Com o tradutor Mário Gomes e a autora Joana Bértholo
No dia 20 de abril, às 19h00, será apresentada, na biblioteca do Goethe-Institut em Lisboa,
A República dos Doutos, a segunda obra de Arno Schmidt publicada em língua portuguesa pela editora Abysmo. A escritora Joana Bértholo falará com o tradutor Mário Gomes sobre os desafios de traduzir a escrita de Arno Schmidt e o papel especial que o autor ainda hoje desempenha na literatura de língua alemã.

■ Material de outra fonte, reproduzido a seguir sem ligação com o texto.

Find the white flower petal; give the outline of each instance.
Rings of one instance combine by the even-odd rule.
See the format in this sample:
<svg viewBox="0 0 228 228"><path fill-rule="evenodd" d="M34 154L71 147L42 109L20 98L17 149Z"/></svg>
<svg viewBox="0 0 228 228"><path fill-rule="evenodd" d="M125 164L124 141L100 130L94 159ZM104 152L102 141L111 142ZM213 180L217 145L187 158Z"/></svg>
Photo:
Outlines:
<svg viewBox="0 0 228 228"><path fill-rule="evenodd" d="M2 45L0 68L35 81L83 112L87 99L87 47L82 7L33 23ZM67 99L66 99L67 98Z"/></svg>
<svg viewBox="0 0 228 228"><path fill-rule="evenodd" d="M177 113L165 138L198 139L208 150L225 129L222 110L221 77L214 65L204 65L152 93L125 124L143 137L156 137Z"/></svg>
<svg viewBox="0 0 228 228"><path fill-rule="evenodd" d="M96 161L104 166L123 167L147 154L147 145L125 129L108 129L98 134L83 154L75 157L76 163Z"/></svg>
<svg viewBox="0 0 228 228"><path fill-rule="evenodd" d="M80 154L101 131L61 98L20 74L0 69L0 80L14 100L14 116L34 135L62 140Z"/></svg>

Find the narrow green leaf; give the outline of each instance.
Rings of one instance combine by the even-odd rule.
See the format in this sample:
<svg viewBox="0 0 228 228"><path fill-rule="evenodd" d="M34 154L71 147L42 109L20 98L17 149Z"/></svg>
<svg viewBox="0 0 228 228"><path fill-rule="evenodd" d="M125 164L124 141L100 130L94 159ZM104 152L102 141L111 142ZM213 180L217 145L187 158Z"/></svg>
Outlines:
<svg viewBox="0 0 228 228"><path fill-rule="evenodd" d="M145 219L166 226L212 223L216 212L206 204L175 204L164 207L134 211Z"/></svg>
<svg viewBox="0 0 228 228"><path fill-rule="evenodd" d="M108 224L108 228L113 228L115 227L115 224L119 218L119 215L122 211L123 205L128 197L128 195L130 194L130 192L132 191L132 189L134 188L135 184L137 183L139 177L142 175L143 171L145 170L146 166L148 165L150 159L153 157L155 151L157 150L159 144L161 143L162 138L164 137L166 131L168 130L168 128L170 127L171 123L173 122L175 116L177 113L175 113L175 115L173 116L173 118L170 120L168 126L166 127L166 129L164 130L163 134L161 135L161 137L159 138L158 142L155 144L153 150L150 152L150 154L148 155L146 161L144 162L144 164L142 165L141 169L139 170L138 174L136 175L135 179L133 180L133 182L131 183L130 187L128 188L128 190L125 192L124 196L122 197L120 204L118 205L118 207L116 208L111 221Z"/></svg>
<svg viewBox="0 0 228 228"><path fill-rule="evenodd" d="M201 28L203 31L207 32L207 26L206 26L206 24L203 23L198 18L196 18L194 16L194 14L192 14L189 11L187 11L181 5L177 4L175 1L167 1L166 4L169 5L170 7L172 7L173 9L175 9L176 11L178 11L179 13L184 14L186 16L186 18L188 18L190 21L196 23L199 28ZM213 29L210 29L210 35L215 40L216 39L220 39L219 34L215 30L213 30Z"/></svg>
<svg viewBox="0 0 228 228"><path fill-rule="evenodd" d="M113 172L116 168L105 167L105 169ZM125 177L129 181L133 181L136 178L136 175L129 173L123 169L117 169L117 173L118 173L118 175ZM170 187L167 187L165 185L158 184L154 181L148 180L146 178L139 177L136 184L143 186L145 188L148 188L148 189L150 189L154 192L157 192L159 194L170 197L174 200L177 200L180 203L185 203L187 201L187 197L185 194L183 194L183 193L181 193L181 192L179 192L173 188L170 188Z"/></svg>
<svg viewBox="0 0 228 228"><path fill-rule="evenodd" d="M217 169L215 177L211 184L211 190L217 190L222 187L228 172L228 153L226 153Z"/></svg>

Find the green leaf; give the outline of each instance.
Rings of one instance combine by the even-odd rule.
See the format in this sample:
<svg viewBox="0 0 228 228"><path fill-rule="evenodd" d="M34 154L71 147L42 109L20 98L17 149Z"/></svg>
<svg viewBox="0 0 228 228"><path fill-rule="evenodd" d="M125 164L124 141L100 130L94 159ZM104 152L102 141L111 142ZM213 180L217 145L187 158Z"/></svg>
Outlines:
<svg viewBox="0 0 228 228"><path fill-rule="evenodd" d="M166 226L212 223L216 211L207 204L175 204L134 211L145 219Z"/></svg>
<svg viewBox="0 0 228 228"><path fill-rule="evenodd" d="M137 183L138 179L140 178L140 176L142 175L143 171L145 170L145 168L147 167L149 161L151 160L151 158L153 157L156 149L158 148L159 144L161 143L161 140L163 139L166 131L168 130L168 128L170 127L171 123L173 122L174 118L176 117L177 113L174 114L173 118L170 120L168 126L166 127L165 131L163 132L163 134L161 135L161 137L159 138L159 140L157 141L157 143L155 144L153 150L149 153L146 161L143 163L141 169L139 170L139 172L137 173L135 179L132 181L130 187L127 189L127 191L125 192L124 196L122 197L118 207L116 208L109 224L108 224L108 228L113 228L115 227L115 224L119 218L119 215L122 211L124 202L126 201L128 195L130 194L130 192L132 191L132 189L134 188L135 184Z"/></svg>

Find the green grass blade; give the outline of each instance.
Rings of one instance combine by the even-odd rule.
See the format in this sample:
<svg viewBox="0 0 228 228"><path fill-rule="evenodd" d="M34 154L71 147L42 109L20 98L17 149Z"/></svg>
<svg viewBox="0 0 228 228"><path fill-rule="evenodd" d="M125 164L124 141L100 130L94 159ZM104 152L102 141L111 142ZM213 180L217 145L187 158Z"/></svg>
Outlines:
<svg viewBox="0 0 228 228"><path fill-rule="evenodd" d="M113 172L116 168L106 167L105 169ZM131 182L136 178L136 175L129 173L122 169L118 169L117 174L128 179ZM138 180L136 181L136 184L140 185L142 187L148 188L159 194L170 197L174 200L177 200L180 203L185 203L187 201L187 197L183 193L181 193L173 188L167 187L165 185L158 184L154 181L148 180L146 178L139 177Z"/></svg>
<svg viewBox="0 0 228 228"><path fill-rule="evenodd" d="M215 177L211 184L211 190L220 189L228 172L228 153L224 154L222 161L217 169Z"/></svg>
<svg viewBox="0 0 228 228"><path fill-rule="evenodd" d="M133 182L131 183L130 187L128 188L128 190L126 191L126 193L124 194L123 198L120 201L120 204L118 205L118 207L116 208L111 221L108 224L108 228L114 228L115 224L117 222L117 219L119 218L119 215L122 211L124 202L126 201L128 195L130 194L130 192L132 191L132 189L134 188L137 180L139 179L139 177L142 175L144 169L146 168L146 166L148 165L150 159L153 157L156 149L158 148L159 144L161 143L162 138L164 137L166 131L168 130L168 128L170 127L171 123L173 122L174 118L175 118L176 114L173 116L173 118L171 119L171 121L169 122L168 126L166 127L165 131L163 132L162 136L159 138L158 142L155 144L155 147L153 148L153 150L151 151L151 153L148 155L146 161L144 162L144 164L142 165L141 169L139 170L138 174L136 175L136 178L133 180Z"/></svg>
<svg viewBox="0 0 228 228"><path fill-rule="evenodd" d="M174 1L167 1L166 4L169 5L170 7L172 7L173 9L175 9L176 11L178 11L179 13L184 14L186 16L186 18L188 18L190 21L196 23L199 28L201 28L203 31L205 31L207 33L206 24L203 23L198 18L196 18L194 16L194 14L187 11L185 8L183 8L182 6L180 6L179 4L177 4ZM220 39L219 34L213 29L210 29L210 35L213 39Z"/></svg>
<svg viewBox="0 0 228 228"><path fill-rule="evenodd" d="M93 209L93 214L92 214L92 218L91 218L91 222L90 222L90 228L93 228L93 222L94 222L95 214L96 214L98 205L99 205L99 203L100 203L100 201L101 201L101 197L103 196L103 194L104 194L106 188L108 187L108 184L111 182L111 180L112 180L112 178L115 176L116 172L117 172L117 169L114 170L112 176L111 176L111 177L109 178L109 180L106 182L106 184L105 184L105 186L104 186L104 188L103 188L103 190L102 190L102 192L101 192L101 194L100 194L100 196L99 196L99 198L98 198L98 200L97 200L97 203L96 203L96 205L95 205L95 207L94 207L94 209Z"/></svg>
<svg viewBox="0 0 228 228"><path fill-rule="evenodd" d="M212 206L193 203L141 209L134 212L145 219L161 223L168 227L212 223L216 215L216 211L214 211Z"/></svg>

A República dos Doutos ("Die Gelehrtenrepublik") é um romance distópico de Arno Schmidt, publicado originalmente em 1957, que conta a viagem de um jornalista norte-americano, Charles Winer, a uma ilha artificial construída em pleno Oceano Pacífico para albergar artistas e investigadores de todo o mundo. Para lá chegar, contudo, é preciso primeiro atravessar uma vasta extensão devastada pela guerra nuclear e povoada por "hominídios", estranhas mutações de seres humanos com animais e insectos.
Mário Gomes (1978, Bona) estudou linguística e literatura em Lisboa e Bona, e é doutorado em Teoria da Literatura pelas Universidades de Bona e Florença. Foi docente de literatura, estudos mediáticos e tradução literária em várias universidades, incluindo a Universidade de Bona, a Universidade das Artes em Berlim e a Universidade de Concepción, no Chile. Como tradutor literário, Gomes traduz prosa e poesia para alemão, português e espanhol. Entre os autores que traduziu destacam-se Arno Schmidt, Luís Quintais e Mike Wilson. Na editora chilena Alquimia, atualmente dirige uma colecção dedicada à poesia contemporânea em língua alemã, que abriu em 2021 com um volume de poesia de Ann Cotten. Na mesma série, acaba de ser publicada uma tradução de
Australien, de Jan Wagner. O seu romance
Berge, Quallen, escrito em colaboração com Jochen Thermann, foi publicado pela editora Diaphanes em 2016. Para o projecto seguinte, Gomes recebeu uma bolsa de escrita do Fundo Alemão de Literatura em 2017. Em português, publicou uma coleção de contos com a editora Douda Correria (
Conjunto de 3, 2019). Recentemente foi galardoado com o prémio de reconhecimento da cidade de Zug, Suíça, (Zuger Anerkennungspreis) pela tradução do romance
Leñador de Mike Wilson.
Joana Bértholo, nascida em 1982 em Lisboa, é dramaturga e escritora. Em 2010 publicou o seu primeiro romance
Diálogos para o Fim do Mundo, vencedor do Prémio Maria Amália Vaz de Carvalho, seguido da coleção de contos
Havia, que foi adaptada para teatro várias vezes no Brasil, e o romance
O Lago Avesso (2013). Este último foi escrito em Berlim. O seu primeiro livro infantil,
O Museu do Pensamento, foi eleito o melhor livro infantil ou para jovens adultos pela Sociedade Portuguesa de Autores e também ganhou o prémio na Festa Literária de Fátima.
Ecologia (2018) fala de uma sociedade onde as palavras se estão a tornar uma mercadoria pela qual todos têm de pagar. Ao longo dos anos, trabalhou extensivamente em teatro e dança, escrevendo as suas próprias peças ou apoiando a escrita de outros autores. Em 2018, a sua peça
Quarto Minguante foi representada no Teatro Nacional Português D. Maria II, em Lisboa. O seu mais recente romance,
A História de Roma, foi publicado em 2022.